Ecstasy addiction is a major problem among teenagers. It is not physically addictive in the way that drugs like cocaine, nicotine and heroin are. Some of the teenagers are addicted to the emotional state and begins to use drugs. Some of them also feel that they cannot live without it due to which they become regular or weekly users.
Ecstasy is taken orally, usually in tablet or capsule form. It affects the teenagers approximately after three to six hours. The teenager that uses drug told that, the drug produces positive feelings, empathy for others, concentration of mind, elimination of anxiety, and relaxation from pain. Ecstasy is also said to suppress the need to eat or sleep.
Some times the use of ecstasy produces severe dehydration or exhaustion. Ecstasy can produce some effects like nausea, hallucinations, chills, sweating, increases in body temperature, tremors, involuntary teeth clenching, muscle cramping, and blurred vision. The teenagers that use ecstasy may also suffer from anxiety, paranoia, and depression. The overdose of ecstasy may produces the problem of high blood pressure, loss of consciousness, seizures, faintness, panic attacks, and a drastic rise in body temperature. Some times the overdose of ecstasy may be the reason for heart failure or extreme heat stroke.
Symptoms of ecstasy withdrawal and overdose:
- paranoid delusions
- rapid heartbeat
- muscle cramping and panic attacks
- kidney and cardiovascular system failure
- high blood pressure or seizures
- hyperthermia or loss of consciousness
There are a lot of treatment methods for ecstasy addiction, in which ecstasy detox center, ecstasy rehab, ecstasy addiction counseling, outpatient care, residential care and meetings are in main. Some of the drug exerts use the chemical serotonin to get the effects in the brain on neurons to communicate with other neurons. It gets relief from regulating mood, aggression, sexual activity, sleep, and sensitivity to pain.

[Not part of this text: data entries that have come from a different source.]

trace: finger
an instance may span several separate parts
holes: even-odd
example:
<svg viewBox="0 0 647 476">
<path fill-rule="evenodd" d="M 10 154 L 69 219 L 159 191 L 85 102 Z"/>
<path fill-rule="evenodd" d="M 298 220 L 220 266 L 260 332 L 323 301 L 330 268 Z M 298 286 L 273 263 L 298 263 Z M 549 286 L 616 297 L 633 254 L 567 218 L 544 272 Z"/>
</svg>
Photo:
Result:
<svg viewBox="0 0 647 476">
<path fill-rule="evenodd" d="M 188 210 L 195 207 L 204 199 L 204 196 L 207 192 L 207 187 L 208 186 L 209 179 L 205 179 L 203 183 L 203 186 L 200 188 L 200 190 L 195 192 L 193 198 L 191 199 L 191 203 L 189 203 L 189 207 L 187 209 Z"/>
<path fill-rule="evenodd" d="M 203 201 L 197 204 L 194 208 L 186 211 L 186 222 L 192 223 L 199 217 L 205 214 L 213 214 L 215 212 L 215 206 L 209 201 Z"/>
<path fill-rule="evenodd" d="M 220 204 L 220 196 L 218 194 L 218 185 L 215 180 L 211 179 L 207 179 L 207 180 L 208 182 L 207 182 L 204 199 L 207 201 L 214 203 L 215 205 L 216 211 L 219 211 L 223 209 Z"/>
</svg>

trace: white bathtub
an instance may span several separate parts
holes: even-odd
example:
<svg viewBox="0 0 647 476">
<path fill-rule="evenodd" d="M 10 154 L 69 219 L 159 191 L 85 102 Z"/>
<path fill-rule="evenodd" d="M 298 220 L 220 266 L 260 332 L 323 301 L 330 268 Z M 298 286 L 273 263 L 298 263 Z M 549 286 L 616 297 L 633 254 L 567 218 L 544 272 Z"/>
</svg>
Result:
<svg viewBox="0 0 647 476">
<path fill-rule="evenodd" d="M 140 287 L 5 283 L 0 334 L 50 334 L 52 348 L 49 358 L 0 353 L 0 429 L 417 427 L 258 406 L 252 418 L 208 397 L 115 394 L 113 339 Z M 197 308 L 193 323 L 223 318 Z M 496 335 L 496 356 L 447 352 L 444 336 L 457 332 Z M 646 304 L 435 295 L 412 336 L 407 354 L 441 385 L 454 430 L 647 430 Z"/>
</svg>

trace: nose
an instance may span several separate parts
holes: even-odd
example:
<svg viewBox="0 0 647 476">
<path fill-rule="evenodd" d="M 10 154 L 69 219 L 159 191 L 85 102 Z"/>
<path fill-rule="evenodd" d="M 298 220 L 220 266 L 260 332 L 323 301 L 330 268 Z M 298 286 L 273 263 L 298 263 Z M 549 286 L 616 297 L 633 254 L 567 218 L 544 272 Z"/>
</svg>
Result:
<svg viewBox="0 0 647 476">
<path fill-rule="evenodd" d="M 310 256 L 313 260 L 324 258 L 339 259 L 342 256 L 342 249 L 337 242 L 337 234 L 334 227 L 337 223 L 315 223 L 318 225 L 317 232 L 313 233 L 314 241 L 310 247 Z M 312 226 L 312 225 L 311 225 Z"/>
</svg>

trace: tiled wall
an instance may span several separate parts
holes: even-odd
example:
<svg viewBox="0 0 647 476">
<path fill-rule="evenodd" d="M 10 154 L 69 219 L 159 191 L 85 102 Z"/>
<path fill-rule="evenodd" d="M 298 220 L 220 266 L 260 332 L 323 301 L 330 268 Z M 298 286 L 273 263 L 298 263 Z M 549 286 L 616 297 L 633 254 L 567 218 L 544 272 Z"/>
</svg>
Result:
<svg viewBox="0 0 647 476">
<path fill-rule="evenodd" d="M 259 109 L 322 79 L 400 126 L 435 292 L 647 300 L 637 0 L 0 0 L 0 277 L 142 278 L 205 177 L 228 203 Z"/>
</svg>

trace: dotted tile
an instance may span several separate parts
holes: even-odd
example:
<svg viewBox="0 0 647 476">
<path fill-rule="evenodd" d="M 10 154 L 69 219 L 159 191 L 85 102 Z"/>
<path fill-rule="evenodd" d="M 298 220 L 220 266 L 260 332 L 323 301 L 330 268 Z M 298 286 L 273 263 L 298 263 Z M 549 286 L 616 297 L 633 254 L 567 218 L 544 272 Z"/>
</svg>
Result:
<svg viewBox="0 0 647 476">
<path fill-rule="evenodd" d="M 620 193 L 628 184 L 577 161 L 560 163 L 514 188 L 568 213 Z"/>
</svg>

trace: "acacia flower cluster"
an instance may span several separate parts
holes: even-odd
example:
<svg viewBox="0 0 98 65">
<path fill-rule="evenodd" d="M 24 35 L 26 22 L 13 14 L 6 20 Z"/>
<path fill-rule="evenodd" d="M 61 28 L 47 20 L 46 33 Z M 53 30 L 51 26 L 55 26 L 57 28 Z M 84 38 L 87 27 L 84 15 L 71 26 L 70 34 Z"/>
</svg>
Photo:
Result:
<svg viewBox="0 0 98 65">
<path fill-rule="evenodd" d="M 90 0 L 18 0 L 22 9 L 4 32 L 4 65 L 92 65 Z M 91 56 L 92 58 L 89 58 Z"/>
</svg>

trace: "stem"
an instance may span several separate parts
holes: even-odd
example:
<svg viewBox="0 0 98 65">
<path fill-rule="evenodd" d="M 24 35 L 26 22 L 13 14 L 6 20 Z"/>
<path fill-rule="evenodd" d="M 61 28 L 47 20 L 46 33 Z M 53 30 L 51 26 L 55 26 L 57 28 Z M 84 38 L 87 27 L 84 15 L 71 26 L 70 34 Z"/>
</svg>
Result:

The teenager should pay attention to drug cravings; the more they want a drug, the less wise it is to give in to that urge. If the teenager feels that the drugs have become a major part in their life, then they need to talk a friend, doctor or psychologist. Sometimes just talking helps, and they can prescribe medications that can help with anxiety, depression, or other issues that may be contributing to the problem.